The Synthesis of a New Class of Highly Fluorescent Chromones via an Inverse-Demand Hetero-Diels-Alder Reaction.

A new class of fluorophores has been developed utilizing an inverse-demand hetero-Diels-Alder reaction with silyl enol ethers and substituted 3-formylchromones. These compounds yield blue to green fluorescence with quantum yields up to 73%. They also exhibit good potential for use as fluorescent probes in biological systems, as they are cell membrane permeable with low cytotoxicity.

Diastereoselective tin-free tandem radical additions to 3-formylchromones.

A tin-free tandem radical addition methodology onto 3-formylchromones is presented.

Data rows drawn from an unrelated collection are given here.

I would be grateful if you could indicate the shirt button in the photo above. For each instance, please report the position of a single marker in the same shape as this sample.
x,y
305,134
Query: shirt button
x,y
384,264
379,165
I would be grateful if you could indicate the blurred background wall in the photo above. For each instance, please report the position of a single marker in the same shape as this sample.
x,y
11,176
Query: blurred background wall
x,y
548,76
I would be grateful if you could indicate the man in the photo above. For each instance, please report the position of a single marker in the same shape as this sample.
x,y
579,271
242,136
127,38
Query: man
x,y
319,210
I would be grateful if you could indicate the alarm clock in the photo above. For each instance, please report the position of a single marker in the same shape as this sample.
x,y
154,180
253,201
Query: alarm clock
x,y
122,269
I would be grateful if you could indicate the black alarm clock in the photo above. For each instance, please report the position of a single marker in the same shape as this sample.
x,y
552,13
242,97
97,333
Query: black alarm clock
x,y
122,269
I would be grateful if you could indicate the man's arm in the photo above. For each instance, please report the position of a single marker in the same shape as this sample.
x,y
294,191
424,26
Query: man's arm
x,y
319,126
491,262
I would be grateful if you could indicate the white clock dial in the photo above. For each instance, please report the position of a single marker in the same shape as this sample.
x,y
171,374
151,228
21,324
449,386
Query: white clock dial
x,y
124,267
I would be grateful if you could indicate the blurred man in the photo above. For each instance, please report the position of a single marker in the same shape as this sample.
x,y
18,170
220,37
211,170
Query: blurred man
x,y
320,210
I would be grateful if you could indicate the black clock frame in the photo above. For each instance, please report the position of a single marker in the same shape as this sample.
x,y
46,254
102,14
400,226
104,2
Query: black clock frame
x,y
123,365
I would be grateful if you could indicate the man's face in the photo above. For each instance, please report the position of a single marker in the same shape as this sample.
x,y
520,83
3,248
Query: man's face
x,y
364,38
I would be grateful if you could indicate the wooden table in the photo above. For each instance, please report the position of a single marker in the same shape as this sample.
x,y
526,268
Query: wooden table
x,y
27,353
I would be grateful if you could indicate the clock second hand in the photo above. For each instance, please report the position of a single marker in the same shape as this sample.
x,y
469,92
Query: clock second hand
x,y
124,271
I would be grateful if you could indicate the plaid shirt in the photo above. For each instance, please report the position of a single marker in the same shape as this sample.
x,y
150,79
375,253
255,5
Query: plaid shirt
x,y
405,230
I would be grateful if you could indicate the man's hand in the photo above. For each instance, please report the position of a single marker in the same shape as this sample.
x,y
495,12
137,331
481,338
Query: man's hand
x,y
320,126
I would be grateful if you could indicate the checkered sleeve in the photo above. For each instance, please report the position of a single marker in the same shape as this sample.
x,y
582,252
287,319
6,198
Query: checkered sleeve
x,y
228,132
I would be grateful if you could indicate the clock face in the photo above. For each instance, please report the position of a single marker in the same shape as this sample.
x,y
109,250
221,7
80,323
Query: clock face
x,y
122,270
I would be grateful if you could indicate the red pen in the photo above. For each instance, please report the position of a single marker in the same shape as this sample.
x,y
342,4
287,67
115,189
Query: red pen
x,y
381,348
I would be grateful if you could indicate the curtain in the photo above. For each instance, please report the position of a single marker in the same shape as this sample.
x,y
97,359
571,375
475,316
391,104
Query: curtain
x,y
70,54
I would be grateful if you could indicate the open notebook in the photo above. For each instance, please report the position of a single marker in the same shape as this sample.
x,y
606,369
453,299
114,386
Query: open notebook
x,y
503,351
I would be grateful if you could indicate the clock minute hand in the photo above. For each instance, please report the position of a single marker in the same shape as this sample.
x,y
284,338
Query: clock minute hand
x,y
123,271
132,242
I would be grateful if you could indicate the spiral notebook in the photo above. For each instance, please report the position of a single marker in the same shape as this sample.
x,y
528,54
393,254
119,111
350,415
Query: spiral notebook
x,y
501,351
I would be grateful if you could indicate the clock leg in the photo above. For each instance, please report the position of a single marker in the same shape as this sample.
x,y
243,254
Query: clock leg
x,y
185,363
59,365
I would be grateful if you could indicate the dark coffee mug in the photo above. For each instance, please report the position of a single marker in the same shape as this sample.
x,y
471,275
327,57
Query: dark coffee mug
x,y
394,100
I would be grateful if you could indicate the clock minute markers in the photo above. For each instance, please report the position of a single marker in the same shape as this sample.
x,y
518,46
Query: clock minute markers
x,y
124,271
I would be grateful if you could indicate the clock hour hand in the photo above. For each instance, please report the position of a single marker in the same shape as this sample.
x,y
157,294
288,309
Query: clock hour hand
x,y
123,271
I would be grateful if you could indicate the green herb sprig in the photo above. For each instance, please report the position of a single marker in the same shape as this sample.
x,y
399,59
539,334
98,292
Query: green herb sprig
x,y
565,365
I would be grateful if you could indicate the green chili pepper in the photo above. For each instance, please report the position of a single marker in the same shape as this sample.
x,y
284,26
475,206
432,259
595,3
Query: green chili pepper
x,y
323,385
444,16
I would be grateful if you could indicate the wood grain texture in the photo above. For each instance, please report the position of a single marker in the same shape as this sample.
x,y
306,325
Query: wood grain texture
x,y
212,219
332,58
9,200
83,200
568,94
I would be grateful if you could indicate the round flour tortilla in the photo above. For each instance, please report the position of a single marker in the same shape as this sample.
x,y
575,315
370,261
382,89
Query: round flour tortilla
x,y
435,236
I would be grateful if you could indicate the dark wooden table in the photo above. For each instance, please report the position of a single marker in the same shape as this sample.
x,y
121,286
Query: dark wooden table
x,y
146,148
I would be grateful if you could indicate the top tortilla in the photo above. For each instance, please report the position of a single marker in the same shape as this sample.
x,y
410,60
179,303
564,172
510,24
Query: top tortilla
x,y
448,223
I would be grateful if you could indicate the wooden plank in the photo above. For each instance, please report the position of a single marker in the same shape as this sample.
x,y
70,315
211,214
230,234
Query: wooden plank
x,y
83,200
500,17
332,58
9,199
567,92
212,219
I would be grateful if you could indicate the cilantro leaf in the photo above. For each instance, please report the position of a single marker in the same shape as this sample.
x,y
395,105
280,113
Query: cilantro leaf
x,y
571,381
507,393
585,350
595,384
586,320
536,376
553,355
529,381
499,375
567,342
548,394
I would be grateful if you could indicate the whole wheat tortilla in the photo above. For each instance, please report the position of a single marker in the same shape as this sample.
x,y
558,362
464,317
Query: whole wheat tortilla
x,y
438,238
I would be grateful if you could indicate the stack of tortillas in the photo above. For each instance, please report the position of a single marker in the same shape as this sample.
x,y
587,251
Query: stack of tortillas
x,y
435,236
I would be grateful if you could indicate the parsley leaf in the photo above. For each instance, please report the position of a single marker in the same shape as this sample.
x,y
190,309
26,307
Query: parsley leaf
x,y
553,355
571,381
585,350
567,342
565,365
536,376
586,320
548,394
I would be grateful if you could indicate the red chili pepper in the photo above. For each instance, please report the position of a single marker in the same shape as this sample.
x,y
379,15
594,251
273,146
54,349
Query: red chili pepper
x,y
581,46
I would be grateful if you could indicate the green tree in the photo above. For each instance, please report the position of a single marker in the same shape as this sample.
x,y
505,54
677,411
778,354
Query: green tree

This radical process yields functionalized chromone structures via two carbon-carbon bond-forming steps. These products contain up to three contiguous stereocenters with good to excellent drs and yields.

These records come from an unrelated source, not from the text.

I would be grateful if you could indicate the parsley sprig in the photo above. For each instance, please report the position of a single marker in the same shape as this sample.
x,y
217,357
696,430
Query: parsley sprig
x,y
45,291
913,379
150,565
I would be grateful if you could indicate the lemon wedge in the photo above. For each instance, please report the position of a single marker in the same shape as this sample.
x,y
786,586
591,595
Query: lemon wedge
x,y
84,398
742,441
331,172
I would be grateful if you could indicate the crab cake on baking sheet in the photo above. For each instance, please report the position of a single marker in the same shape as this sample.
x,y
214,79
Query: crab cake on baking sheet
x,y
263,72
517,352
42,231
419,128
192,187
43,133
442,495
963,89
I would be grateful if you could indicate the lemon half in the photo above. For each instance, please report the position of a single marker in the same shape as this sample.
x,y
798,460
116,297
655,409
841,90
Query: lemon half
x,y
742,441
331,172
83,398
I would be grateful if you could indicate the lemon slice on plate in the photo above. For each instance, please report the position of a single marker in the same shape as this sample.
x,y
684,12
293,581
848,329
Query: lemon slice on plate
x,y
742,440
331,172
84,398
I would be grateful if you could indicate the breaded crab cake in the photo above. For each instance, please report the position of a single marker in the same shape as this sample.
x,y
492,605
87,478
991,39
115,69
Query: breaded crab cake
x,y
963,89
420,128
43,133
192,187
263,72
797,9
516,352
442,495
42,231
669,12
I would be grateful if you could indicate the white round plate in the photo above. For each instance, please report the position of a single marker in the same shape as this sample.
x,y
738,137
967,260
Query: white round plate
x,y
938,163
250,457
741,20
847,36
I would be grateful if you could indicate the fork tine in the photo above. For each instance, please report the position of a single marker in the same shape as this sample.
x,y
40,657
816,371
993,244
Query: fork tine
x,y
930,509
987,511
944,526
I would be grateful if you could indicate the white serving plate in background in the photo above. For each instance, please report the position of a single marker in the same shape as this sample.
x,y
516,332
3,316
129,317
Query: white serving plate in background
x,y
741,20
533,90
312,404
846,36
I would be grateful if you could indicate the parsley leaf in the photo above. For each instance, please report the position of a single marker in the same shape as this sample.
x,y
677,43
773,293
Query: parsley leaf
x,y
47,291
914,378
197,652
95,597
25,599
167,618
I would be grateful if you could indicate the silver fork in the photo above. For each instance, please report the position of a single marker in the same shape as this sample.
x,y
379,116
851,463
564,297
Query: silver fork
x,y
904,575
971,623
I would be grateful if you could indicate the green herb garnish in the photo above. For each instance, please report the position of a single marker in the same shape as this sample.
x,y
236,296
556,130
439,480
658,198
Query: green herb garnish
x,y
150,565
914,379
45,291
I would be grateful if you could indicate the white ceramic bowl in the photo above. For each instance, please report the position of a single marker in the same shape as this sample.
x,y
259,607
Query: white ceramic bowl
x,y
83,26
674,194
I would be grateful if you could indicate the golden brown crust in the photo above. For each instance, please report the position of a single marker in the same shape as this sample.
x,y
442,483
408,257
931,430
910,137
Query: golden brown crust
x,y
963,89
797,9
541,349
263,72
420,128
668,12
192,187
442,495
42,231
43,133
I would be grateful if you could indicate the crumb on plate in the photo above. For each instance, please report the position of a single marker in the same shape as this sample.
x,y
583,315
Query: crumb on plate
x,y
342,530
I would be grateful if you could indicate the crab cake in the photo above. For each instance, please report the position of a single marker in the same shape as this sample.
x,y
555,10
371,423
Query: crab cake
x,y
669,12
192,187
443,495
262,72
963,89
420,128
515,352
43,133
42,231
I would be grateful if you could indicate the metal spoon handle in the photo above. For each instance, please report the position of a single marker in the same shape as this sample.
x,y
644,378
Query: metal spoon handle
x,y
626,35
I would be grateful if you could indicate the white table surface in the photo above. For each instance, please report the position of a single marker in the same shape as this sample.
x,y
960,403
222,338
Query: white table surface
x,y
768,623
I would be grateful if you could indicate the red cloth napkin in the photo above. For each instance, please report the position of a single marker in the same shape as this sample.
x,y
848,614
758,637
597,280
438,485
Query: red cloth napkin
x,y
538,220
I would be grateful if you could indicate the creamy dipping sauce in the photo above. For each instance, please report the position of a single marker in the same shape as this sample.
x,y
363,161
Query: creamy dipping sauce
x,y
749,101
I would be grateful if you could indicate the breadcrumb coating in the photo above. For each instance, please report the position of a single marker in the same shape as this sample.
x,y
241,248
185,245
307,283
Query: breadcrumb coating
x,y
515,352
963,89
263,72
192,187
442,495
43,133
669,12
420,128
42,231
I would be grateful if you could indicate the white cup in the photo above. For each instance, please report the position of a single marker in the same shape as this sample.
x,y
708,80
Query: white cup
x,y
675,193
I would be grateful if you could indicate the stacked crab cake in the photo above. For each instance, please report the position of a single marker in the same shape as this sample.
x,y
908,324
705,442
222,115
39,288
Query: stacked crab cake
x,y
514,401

Coumarin-based Fluorescent Probes for Selectively Targeting and Imaging the Endoplasmic Reticulum in Mammalian Cells

Developing improved fluorescent probes for imaging the endoplasmic reticulum (ER) is necessary for structure‐activity studies of this dynamic organelle. Two coumarin‐based compounds with sulfonamide side groups were synthesized and characterized as ER‐targeting probes. Their selectivity to target the ER in HeLa and GM07373 mammalian cells was shown with co‐localization experiments using commercially available probes that localize in the ER, mitochondria, or lysozymes. The hydrophobicity of the coumarin‐based probes was comparable to known probes that partition into the ER membrane. Their cytotoxicity in mammalian cells was low with IC50 values that range from 205 to 252 μm. The fluorescent quantum yields of the coumarin‐based probes when excited with 400 nm light were 0.60, and they have a much narrower emission spectrum (from 435 to 525 nm in methanol) than that of the only commercially available ER probe that is exited with 400 nm light (ER‐Tracker™ Blue‐White DPX). Thus, the coumarin‐based probes are more useful for multicolor imaging with yellow and red emitting fluorophores. In addition to the above benefits, ER labeling was achieved with the coumarin‐based probes in both live cells and fixed cells, revealing their versatility for a wide range of cellular imaging applications.